Alfons Dür

* 1948 in Lauterach, Studium der Rechts­wissenschaften in Wien, Richter, von 1998 bis 2008 Präsident des Landesgerichtes Feldkirch. Forschungen zur NS-Justiz und zu Fragen der Rechts- und Justiz­geschichte Vorarlbergs.

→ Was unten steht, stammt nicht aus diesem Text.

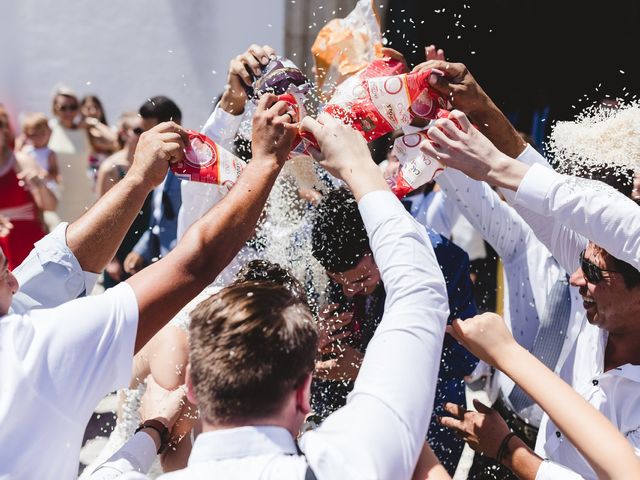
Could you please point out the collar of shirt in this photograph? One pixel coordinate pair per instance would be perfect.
(242, 442)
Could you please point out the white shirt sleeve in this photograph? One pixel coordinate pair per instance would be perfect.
(136, 455)
(77, 353)
(553, 471)
(51, 275)
(563, 243)
(498, 223)
(381, 430)
(587, 207)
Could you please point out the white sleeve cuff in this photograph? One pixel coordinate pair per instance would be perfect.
(553, 471)
(535, 187)
(530, 156)
(377, 206)
(137, 455)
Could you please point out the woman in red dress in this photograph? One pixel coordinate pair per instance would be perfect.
(23, 195)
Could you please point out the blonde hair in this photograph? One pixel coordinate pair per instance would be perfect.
(31, 121)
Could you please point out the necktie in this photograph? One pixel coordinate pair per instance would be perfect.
(550, 337)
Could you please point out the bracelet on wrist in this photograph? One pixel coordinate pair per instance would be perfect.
(159, 427)
(504, 446)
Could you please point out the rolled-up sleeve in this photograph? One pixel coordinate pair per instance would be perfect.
(553, 471)
(51, 275)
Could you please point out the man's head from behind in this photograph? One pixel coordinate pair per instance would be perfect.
(157, 110)
(252, 353)
(341, 245)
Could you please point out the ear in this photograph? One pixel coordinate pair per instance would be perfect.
(191, 394)
(303, 396)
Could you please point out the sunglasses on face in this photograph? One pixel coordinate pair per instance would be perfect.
(68, 108)
(592, 272)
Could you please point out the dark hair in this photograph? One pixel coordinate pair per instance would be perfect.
(630, 274)
(161, 108)
(250, 345)
(264, 270)
(338, 238)
(96, 100)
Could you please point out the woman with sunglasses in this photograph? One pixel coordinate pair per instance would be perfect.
(24, 195)
(111, 171)
(71, 144)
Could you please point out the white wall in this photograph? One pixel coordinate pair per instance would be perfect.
(128, 50)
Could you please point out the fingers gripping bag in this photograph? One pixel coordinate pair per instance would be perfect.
(416, 168)
(205, 161)
(382, 98)
(345, 46)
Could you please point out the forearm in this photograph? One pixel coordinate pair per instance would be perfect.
(205, 250)
(488, 118)
(95, 237)
(573, 415)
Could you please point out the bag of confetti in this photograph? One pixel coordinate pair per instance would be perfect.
(345, 46)
(376, 102)
(206, 162)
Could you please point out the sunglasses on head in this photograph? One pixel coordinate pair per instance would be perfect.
(592, 272)
(68, 108)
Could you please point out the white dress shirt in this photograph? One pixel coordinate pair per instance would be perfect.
(56, 365)
(379, 433)
(564, 211)
(50, 275)
(529, 268)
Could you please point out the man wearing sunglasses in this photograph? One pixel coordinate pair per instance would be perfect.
(591, 230)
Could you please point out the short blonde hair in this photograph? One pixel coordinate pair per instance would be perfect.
(31, 121)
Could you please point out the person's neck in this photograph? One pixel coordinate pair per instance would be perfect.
(208, 426)
(621, 349)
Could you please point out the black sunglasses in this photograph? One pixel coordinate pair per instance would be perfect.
(592, 272)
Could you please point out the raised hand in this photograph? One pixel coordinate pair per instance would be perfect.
(460, 146)
(329, 324)
(483, 430)
(486, 336)
(156, 149)
(242, 71)
(273, 130)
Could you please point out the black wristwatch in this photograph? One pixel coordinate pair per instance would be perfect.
(162, 430)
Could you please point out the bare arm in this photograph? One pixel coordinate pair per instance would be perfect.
(487, 337)
(212, 242)
(95, 237)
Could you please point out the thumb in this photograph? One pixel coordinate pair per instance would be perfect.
(481, 407)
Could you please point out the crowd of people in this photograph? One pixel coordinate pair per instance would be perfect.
(230, 366)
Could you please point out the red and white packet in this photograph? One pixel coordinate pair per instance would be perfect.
(207, 162)
(416, 168)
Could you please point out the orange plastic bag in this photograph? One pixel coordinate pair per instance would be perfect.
(345, 46)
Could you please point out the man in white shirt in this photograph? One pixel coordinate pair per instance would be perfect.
(54, 372)
(564, 212)
(381, 430)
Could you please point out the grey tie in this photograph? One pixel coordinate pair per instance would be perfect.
(550, 337)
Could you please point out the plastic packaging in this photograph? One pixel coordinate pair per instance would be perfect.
(279, 76)
(345, 46)
(207, 162)
(416, 168)
(375, 102)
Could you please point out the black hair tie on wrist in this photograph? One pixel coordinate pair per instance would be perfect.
(504, 446)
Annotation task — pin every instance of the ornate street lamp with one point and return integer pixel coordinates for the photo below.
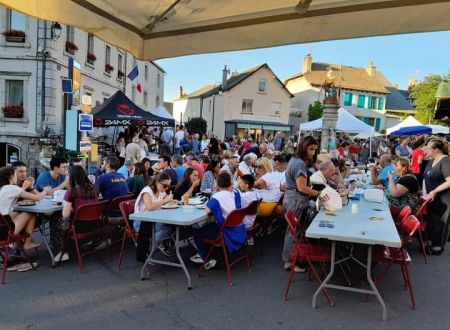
(55, 30)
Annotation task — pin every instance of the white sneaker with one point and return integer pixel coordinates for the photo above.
(65, 257)
(210, 264)
(197, 259)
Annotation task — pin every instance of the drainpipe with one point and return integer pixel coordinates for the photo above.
(44, 62)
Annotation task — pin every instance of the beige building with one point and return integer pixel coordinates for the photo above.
(364, 92)
(33, 64)
(254, 101)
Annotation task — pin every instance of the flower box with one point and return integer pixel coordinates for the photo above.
(71, 47)
(13, 111)
(108, 67)
(91, 58)
(14, 35)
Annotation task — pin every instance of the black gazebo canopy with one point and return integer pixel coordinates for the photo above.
(119, 110)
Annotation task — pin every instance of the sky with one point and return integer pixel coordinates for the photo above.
(399, 57)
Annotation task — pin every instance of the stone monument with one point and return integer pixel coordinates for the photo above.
(330, 113)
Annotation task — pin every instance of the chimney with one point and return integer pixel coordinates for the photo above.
(225, 73)
(371, 69)
(412, 83)
(307, 63)
(181, 92)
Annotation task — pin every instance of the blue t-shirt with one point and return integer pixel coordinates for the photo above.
(45, 180)
(234, 237)
(112, 185)
(383, 175)
(124, 171)
(180, 172)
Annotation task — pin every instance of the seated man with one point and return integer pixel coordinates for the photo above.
(111, 184)
(127, 169)
(379, 173)
(220, 205)
(248, 195)
(56, 178)
(23, 180)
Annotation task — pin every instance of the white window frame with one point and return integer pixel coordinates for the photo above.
(70, 33)
(25, 76)
(245, 106)
(262, 90)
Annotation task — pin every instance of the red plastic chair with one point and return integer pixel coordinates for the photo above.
(423, 209)
(127, 208)
(234, 219)
(400, 256)
(19, 240)
(94, 212)
(403, 214)
(304, 251)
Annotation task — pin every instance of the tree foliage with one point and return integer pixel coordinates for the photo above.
(315, 111)
(424, 98)
(197, 125)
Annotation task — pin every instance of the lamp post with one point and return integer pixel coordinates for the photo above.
(214, 99)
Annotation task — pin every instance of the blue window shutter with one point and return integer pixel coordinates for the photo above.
(377, 123)
(380, 103)
(348, 98)
(361, 101)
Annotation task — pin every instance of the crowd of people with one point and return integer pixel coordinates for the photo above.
(284, 173)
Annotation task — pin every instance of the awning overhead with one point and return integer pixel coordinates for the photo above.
(119, 110)
(407, 122)
(168, 28)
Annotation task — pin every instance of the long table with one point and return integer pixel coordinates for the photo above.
(44, 207)
(356, 228)
(179, 217)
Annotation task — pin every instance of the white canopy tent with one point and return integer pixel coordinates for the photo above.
(365, 136)
(346, 122)
(166, 28)
(408, 122)
(162, 112)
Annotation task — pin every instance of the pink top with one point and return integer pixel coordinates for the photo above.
(415, 167)
(77, 201)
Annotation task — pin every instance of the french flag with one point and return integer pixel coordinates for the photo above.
(134, 77)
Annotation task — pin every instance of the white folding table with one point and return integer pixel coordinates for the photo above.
(179, 217)
(44, 207)
(355, 228)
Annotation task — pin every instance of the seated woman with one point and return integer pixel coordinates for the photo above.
(189, 186)
(9, 194)
(220, 205)
(151, 198)
(139, 180)
(405, 191)
(268, 186)
(80, 192)
(209, 178)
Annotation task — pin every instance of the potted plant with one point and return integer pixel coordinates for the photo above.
(14, 35)
(91, 58)
(108, 67)
(71, 47)
(13, 111)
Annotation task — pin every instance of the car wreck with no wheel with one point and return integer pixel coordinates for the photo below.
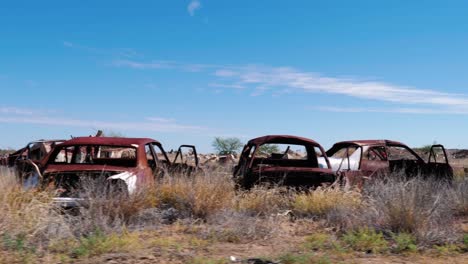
(283, 160)
(120, 164)
(356, 161)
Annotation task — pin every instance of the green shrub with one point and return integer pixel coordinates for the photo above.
(317, 241)
(404, 242)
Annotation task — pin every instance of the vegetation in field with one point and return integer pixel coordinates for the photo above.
(391, 216)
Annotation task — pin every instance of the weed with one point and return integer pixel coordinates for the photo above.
(323, 200)
(366, 240)
(98, 243)
(404, 243)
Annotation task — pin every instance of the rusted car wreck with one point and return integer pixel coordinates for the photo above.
(358, 160)
(125, 164)
(24, 159)
(296, 164)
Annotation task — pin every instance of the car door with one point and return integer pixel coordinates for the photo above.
(438, 164)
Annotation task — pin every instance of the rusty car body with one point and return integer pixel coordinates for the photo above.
(23, 160)
(357, 160)
(286, 168)
(126, 164)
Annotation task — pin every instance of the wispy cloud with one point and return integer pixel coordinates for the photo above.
(16, 111)
(118, 52)
(193, 6)
(399, 110)
(153, 124)
(280, 80)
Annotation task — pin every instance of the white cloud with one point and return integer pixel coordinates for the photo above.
(193, 6)
(281, 80)
(118, 52)
(15, 111)
(401, 110)
(220, 85)
(153, 124)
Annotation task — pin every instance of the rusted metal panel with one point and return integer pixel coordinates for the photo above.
(278, 168)
(381, 157)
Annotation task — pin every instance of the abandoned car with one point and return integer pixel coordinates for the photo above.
(355, 161)
(23, 159)
(284, 160)
(125, 164)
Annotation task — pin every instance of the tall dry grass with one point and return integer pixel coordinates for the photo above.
(423, 208)
(28, 215)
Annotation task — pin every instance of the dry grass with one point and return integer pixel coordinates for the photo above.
(201, 196)
(27, 216)
(208, 207)
(262, 201)
(322, 201)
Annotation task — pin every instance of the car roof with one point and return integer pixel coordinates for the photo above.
(369, 142)
(110, 141)
(285, 139)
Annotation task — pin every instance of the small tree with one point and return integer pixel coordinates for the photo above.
(225, 146)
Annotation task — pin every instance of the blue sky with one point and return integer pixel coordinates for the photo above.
(187, 71)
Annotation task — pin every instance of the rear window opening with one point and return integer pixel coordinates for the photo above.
(96, 154)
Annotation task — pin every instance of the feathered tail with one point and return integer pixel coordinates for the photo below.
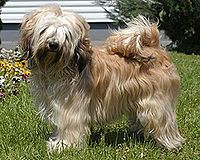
(131, 41)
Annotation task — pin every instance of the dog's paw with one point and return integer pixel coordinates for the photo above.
(56, 145)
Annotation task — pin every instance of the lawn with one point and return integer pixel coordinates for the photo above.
(23, 135)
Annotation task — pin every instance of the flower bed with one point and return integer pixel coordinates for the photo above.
(13, 73)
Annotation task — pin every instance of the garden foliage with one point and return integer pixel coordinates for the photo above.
(2, 2)
(13, 73)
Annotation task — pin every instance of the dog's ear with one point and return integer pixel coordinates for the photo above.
(82, 54)
(26, 34)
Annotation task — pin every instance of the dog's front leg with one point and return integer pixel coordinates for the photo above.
(72, 127)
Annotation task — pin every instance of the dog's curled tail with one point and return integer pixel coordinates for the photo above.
(131, 41)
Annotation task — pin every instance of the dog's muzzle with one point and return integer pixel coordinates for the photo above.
(53, 45)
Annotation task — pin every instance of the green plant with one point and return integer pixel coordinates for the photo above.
(2, 2)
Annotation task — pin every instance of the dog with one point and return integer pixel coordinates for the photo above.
(75, 85)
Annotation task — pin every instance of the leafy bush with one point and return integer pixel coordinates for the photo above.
(2, 2)
(179, 19)
(13, 73)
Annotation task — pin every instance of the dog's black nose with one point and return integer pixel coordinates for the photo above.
(53, 45)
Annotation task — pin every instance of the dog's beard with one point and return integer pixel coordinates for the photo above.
(54, 46)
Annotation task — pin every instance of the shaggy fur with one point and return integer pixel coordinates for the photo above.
(75, 85)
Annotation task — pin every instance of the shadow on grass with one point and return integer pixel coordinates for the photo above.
(114, 137)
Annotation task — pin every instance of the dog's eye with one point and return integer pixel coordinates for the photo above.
(42, 32)
(68, 36)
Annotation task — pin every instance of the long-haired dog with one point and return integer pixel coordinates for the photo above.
(75, 85)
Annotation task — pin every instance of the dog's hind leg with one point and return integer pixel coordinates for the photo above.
(158, 118)
(135, 127)
(72, 128)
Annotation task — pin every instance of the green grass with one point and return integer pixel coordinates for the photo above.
(23, 135)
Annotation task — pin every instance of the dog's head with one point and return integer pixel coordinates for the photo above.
(53, 38)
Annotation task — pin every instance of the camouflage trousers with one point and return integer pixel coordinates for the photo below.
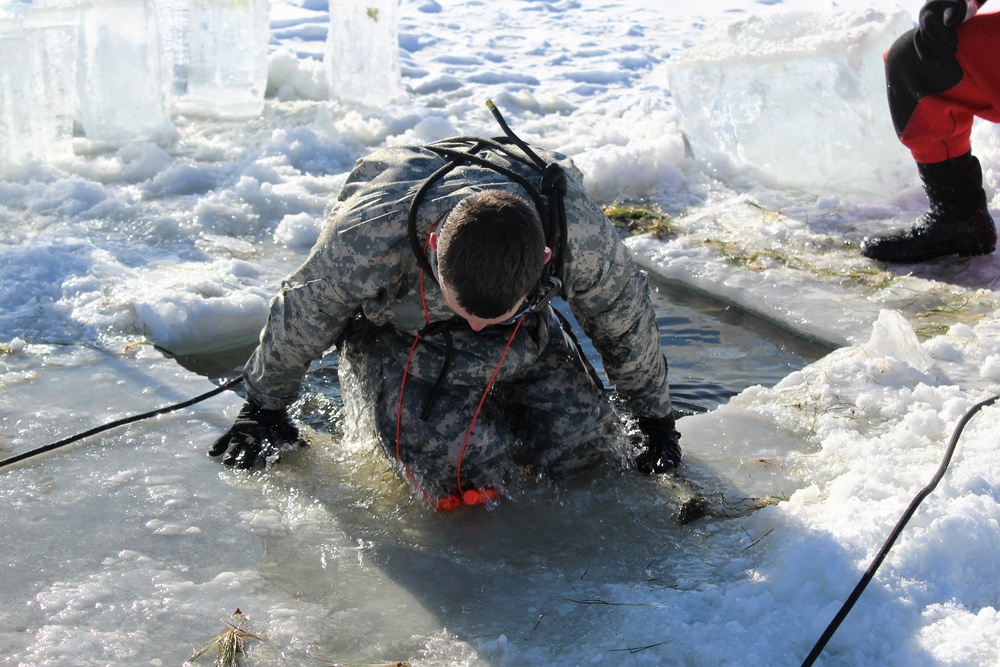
(551, 420)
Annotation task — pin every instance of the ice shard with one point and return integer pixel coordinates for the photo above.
(362, 52)
(799, 96)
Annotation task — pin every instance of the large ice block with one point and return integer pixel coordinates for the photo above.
(216, 55)
(122, 96)
(15, 123)
(362, 52)
(800, 96)
(51, 33)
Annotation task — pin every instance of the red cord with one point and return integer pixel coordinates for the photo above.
(472, 496)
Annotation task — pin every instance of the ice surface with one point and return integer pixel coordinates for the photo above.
(799, 96)
(122, 96)
(362, 52)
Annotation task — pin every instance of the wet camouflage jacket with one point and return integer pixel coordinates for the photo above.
(363, 264)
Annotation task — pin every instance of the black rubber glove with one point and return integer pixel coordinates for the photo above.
(936, 36)
(256, 435)
(663, 447)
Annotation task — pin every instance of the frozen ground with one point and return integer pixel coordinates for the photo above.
(128, 549)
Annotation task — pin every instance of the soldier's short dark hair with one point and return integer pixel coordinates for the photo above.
(491, 252)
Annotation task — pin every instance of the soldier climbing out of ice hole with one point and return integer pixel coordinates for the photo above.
(940, 76)
(432, 281)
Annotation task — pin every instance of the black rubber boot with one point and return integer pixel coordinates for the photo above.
(958, 222)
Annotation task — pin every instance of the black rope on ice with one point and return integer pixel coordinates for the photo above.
(120, 422)
(884, 551)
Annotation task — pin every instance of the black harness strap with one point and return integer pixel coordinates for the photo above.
(552, 185)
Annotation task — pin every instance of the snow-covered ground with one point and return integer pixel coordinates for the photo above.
(128, 549)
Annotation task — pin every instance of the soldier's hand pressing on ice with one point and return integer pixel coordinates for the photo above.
(663, 447)
(936, 36)
(256, 435)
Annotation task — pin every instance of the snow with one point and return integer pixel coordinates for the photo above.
(128, 548)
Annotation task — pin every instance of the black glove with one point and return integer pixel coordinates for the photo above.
(663, 447)
(936, 36)
(256, 435)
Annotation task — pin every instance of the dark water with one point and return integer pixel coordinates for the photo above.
(714, 351)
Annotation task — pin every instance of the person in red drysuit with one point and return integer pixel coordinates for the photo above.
(940, 76)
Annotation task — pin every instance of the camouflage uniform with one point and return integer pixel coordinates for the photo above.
(362, 289)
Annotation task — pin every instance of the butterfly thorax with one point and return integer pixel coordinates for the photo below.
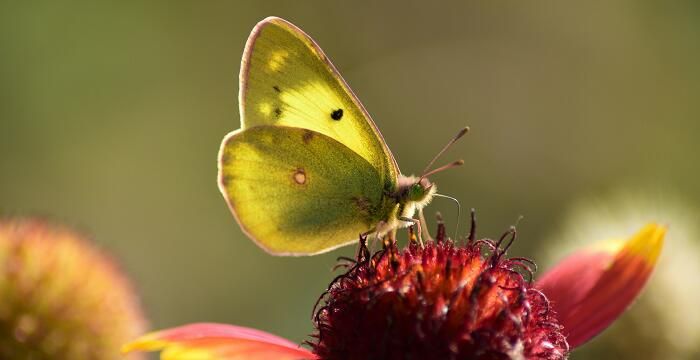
(413, 194)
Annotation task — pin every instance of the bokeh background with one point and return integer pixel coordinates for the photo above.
(111, 116)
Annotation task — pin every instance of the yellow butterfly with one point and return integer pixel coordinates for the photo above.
(308, 171)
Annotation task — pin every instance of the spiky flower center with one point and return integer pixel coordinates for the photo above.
(440, 301)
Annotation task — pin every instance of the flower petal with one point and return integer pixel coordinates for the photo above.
(208, 341)
(591, 288)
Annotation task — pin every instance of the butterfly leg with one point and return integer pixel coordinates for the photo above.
(424, 224)
(418, 228)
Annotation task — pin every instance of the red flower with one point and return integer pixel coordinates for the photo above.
(445, 301)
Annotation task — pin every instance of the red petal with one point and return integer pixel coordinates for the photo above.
(591, 288)
(208, 341)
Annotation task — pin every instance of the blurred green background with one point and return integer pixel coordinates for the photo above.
(111, 116)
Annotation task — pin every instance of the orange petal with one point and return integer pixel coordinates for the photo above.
(208, 341)
(591, 288)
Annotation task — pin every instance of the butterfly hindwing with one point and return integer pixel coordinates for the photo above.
(299, 192)
(286, 79)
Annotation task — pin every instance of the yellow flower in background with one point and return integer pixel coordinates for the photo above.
(446, 301)
(663, 323)
(61, 298)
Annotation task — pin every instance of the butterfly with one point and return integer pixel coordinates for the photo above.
(308, 171)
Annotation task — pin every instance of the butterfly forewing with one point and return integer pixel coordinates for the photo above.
(286, 79)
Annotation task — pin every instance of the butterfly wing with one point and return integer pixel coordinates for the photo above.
(286, 79)
(298, 192)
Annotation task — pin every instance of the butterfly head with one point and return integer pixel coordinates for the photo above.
(420, 190)
(416, 192)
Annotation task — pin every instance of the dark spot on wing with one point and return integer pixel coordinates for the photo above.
(363, 204)
(307, 136)
(337, 114)
(225, 157)
(299, 176)
(226, 180)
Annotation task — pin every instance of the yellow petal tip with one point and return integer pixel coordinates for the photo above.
(648, 242)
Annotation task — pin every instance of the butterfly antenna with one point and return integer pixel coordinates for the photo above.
(459, 210)
(442, 168)
(454, 139)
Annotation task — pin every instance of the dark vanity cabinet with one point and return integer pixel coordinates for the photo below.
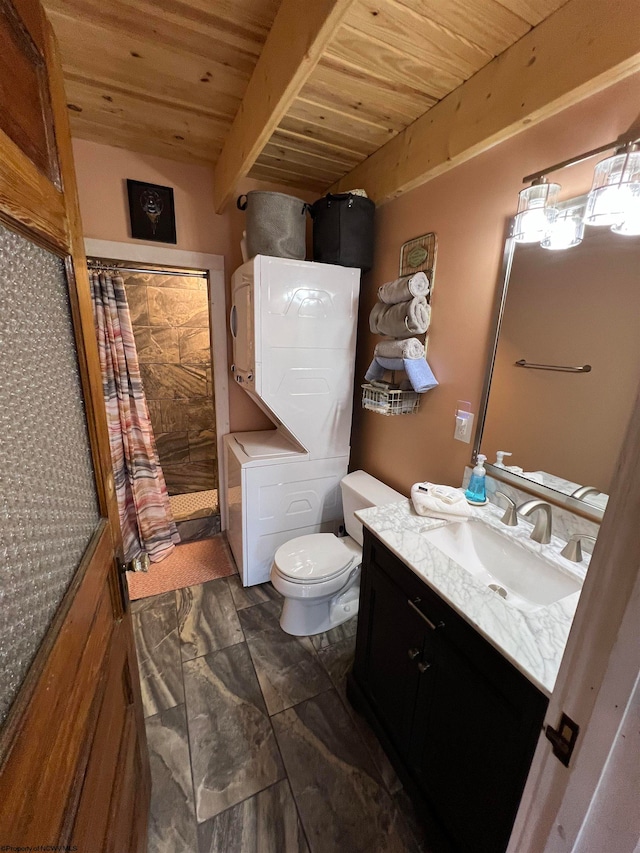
(458, 720)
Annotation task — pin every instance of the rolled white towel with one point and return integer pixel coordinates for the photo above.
(403, 289)
(447, 506)
(409, 348)
(403, 320)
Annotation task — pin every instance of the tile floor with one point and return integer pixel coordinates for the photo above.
(253, 745)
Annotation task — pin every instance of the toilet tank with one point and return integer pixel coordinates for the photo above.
(359, 491)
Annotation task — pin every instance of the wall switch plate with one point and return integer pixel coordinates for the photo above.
(464, 426)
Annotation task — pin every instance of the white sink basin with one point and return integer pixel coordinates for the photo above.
(524, 579)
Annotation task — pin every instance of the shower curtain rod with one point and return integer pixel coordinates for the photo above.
(95, 264)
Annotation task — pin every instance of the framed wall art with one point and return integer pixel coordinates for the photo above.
(151, 212)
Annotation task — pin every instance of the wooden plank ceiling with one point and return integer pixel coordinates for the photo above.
(167, 77)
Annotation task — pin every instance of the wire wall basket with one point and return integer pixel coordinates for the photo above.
(379, 397)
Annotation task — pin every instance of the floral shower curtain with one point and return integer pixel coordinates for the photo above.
(143, 502)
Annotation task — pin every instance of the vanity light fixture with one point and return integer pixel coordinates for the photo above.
(566, 226)
(613, 201)
(616, 181)
(536, 208)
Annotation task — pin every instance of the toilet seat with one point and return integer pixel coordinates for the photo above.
(315, 558)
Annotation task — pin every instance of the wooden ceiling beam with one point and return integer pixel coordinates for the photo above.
(293, 48)
(579, 50)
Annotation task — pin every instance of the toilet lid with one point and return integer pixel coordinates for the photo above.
(312, 558)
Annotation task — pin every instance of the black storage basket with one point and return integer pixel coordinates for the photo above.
(343, 230)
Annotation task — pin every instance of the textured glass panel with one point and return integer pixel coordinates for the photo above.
(48, 504)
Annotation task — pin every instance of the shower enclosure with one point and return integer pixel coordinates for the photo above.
(170, 318)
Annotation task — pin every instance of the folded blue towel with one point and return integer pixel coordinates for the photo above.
(418, 371)
(420, 374)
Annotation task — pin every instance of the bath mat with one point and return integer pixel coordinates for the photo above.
(189, 564)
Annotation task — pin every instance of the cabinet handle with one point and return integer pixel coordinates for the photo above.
(421, 614)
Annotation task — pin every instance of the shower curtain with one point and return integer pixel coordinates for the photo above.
(143, 502)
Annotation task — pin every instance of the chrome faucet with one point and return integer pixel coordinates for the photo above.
(583, 491)
(572, 550)
(542, 531)
(510, 517)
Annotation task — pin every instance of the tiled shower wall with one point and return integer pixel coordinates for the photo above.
(170, 316)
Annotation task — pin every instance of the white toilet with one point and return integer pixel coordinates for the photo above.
(319, 574)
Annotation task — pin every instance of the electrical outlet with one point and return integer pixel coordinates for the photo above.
(464, 426)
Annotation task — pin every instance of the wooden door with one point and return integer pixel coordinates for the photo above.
(73, 760)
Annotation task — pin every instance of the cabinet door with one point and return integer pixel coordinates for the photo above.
(387, 666)
(471, 750)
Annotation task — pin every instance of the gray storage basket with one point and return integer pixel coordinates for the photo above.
(276, 224)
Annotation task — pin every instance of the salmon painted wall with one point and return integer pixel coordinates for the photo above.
(102, 172)
(468, 208)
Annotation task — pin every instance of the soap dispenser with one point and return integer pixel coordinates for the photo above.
(500, 454)
(476, 492)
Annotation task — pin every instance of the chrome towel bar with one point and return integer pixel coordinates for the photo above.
(586, 368)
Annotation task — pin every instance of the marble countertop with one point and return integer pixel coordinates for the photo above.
(533, 641)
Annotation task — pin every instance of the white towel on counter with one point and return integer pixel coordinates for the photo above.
(409, 348)
(440, 502)
(403, 320)
(403, 289)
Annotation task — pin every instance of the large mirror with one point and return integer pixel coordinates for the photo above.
(565, 367)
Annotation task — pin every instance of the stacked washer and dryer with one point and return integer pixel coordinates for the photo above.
(294, 335)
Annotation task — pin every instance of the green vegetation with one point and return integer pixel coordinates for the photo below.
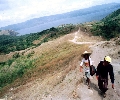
(13, 69)
(109, 27)
(17, 43)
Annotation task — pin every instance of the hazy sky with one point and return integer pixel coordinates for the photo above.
(16, 11)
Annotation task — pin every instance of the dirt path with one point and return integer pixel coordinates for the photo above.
(73, 87)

Einstein und das Bezirksgericht Bludenz

September 2022

Am 4. Februar 1947 schickte das Bezirksgericht Bludenz eine kurze Mitteilung an das Landesgericht Feldkirch. Da Papier knapp war, verwendete es hierfür die unbedruckte Rückseite eines Ediktes, auf dessen Vorderseite stand, dass Albert Einstein „durch Bekanntmachung vom 24.3.1934, veröffentlicht in Nr. 75 des deutschen Reichsanzeigers und Preußischen Staatsanzeigers vom 29.3.1934“ der deutschen Staatsbürgerschaft für verlustig erklärt worden war. Dieses Edikt war Teil eines Loseblattverzeichnisses ausgebürgerter Personen, das bis zum Frühjahr 1942 allen Gerichten, ab diesem Zeitpunkt aber nur mehr den Landes- und bestimmten Bezirksgerichten sowie den Staatsanwaltschaften übermittelt wurde. Von der Aufnahme in dieses Verzeichnis waren vor allem Juden betroffen, die das nationalsozialistische Deutschland verlassen hatten, aber auch oppositionelle Politiker, Schriftsteller und sonstige Personen, die sich für die Emigration entschieden und Deutschland verlassen hatten, wie etwa Willy Brandt, Bertolt Brecht, Thomas Mann oder Stefan Zweig. Insgesamt wurden rund 39.000 Personen in diesen Verzeichnissen erfasst. Ausgebürgerte unterlagen dem Vermögensverfall an das Reich und erb- und schenkungsrechtlichen Beschränkungen.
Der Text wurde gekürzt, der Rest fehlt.